Aquella noche el cielo estaba completamente despejado. Miles de estrellas salpicaban la bóveda celeste. Una luna en cuarto creciente pendía entre nubes delgadas, proyectando su luz sobre la superficie del mar hasta trazar lo que parecía un sendero de plata extendido sobre el agua.

Valeria alzó la vista sin parpadear.

—Sebastián.

—Dime.

—En la capital se ven muy pocas estrellas.

Sebastián también levantó la mirada.

—No es que haya pocas.

—¿Entonces?

—Su luz no puede competir con las luces de la ciudad.

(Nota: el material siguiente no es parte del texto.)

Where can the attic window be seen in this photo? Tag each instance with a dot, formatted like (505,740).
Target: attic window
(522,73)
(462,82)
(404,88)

—Ah, claro. —Valeria asintió despacio y sonrió—. Aquí se siente como si el cielo estuviera más cerca. Igual que en las montañas; la vista del cielo siempre es hermosa.

Durante un rato disfrutaron del silencio. Aquella quietud no resultaba incómoda; al contrario, era reconfortante. Solo se oían las olas, el susurro del viento y, de vez en cuando, el canto de los grillos en el jardín de la villa.

Sebastián dejó la taza de té sobre la mesita. Su mirada se posó poco a poco en Valeria.

—Valeria.

—Dime, Sebastián.

—Yo... —Se detuvo un instante, como si buscara las palabras exactas—. Quiero pedirte perdón.

Valeria se volvió, extrañada.

—¿Perdón? ¿Por qué?

Sebastián contempló la pierna izquierda de Valeria, que descansaba extendida frente a la silla.

—Si aquel día no me hubieras salvado, tu pierna tal vez no estaría así.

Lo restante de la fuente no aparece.